A new UNDP analysis reported by Down To Earth warns that the sovereign debt crisis in developing countries is deepening gender inequality on a massive scale. As governments are forced to divert public money towards debt servicing, spending on healthcare, social protection, welfare and public services is being squeezed. The burden of this crisis is falling disproportionately on women. Rising debt repayments could lead to the loss of 55 million women’s jobs in the short term and 92.5 million jobs in the long term when countries move from moderate to high debt burdens. Women’s per capita income is projected to fall by 17%, while men’s incomes are expected to remain largely unchanged.

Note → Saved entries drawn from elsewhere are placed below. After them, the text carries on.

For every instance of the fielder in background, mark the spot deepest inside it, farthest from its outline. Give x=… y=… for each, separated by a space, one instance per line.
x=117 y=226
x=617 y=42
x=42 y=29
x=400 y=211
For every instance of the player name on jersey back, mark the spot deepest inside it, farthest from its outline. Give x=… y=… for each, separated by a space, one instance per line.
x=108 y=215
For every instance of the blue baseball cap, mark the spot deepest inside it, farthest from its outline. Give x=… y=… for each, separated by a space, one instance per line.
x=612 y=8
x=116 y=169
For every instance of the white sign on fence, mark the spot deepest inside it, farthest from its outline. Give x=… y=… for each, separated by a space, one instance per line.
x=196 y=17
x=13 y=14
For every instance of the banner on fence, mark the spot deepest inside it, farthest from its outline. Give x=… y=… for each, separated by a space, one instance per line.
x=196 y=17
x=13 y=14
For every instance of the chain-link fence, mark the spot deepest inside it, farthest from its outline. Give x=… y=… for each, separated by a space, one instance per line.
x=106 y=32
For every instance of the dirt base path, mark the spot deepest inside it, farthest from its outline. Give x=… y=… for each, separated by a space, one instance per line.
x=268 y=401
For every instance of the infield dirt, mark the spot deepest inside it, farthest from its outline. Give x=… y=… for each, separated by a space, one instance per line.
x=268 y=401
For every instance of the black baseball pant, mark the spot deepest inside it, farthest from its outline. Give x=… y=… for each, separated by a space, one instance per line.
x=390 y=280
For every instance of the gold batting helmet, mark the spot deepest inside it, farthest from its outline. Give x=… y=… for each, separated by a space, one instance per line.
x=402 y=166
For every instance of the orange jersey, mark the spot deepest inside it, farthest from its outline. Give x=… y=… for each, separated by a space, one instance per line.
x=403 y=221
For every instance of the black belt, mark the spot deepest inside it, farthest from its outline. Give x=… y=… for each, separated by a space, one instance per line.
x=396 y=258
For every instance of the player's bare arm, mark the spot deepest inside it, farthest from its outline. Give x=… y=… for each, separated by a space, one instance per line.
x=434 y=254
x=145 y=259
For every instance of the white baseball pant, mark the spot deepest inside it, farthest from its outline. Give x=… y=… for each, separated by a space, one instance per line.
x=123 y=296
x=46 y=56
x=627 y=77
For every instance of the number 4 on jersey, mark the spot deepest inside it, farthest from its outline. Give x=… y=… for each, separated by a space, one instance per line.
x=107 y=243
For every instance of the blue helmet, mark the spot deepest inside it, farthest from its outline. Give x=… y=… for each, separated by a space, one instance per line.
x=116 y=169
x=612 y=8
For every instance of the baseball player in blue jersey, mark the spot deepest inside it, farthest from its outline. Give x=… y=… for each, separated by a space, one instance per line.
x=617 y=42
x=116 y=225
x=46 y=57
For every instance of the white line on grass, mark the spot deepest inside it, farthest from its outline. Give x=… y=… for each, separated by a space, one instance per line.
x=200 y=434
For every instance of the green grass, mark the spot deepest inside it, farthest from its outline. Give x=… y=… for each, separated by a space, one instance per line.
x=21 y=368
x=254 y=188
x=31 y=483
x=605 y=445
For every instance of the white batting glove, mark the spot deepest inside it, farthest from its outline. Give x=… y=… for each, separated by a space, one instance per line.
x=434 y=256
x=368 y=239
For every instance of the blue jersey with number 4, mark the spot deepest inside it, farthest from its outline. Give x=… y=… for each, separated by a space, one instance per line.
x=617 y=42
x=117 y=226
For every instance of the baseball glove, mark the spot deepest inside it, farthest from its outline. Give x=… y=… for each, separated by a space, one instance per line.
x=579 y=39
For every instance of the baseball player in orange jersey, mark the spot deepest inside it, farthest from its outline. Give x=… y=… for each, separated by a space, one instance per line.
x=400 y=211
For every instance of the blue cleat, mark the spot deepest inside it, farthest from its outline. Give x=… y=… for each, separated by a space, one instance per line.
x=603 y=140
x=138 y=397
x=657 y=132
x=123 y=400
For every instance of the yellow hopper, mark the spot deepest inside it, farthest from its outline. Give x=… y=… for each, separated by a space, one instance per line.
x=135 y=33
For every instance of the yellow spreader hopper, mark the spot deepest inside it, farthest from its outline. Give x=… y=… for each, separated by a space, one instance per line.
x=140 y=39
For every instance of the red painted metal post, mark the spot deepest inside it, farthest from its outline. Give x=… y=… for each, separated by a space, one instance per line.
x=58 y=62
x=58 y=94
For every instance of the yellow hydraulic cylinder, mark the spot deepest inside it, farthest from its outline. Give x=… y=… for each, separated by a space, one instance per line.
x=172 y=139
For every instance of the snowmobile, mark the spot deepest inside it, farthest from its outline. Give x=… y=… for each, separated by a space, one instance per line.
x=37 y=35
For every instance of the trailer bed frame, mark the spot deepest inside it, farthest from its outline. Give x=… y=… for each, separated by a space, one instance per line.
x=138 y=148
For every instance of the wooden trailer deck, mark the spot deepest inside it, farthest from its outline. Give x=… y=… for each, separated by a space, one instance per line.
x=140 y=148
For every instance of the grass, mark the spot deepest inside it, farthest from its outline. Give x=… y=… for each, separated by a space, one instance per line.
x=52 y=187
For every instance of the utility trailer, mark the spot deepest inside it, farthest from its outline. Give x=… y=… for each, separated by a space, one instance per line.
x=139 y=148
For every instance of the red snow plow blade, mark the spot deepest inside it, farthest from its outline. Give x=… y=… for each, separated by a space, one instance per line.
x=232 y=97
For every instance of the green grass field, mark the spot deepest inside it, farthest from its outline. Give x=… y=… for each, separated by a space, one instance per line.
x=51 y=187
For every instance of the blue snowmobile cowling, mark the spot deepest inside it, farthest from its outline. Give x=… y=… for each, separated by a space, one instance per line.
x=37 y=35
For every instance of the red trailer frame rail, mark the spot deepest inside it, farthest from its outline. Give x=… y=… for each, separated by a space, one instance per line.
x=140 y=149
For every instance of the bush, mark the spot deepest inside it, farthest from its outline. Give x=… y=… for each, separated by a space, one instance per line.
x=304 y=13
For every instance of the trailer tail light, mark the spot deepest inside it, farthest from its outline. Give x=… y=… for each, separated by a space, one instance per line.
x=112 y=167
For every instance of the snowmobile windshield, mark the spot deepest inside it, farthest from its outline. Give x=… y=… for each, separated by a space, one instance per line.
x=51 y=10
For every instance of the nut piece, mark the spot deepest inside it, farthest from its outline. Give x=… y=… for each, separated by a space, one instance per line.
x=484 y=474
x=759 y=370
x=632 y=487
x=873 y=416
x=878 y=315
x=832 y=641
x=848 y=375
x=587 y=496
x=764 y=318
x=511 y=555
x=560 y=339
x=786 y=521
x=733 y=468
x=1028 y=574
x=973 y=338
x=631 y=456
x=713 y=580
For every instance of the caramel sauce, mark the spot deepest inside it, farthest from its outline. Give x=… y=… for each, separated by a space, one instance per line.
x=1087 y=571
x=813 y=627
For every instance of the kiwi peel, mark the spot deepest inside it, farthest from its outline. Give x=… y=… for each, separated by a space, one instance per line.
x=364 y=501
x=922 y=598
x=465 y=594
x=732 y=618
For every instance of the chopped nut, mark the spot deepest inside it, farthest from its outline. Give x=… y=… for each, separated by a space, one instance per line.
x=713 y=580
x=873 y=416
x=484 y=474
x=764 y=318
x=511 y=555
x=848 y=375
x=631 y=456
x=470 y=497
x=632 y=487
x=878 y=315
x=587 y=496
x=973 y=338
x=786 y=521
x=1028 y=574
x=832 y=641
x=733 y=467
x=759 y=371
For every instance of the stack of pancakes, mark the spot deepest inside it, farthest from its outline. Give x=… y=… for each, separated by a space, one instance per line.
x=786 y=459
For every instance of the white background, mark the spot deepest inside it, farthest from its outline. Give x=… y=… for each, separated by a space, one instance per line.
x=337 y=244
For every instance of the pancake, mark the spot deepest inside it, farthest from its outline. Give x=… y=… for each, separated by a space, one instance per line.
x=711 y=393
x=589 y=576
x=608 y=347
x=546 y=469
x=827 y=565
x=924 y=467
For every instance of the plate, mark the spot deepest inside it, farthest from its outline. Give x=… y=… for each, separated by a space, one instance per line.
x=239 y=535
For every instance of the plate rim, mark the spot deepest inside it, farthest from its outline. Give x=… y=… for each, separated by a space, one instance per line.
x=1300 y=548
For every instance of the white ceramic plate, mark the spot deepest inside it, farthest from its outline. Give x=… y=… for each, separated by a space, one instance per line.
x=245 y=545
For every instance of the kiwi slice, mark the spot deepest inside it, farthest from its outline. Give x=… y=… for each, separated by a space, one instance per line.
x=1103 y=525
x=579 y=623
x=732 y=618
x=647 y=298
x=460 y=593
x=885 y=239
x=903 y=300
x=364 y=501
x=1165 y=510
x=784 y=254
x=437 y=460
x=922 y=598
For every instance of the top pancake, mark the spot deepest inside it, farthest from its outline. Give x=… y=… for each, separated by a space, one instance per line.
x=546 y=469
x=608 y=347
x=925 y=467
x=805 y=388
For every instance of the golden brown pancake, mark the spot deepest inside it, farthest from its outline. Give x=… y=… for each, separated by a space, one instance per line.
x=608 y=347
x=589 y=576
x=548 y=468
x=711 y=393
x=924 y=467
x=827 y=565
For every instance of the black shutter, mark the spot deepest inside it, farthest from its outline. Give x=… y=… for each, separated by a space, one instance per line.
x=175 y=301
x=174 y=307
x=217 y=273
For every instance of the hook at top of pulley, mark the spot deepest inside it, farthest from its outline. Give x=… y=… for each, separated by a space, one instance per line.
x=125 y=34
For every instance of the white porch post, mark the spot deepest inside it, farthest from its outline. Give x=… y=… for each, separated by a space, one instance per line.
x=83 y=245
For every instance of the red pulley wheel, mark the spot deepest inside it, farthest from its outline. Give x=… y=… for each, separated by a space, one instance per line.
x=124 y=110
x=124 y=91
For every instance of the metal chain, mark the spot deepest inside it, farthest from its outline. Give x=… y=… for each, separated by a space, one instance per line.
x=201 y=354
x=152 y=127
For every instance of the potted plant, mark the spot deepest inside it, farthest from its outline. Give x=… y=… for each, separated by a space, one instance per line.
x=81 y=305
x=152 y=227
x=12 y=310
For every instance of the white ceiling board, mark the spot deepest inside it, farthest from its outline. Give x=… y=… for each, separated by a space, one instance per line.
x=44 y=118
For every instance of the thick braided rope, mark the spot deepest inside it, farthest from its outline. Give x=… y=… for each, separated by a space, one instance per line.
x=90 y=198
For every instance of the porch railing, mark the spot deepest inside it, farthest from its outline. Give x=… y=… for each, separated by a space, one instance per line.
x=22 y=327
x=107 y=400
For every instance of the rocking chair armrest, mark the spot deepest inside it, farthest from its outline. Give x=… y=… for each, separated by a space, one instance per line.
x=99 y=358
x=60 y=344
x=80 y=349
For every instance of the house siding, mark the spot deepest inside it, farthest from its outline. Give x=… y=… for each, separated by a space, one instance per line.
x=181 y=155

This is not merely an economic problem. It is a social and gender justice crisis created by an unequal global financial order. Debt pressure, austerity and fiscal tightening are pushing women out of employment, reducing income security, weakening public health systems and threatening maternal survival. The report warns that reduced health spending could increase maternal mortality by 32.5%, equal to 67 additional maternal deaths per 100,000 births. Instead of protecting people, debt-driven policies are protecting creditors while millions of women lose jobs, income, healthcare and dignity.
The answer cannot be more austerity. Governments and international financial institutions must put employment, public services, care infrastructure, health systems and gender equality above debt repayment obsession. A development model that sacrifices women’s lives and labour to satisfy financial markets is unjust, anti-human and unsustainable.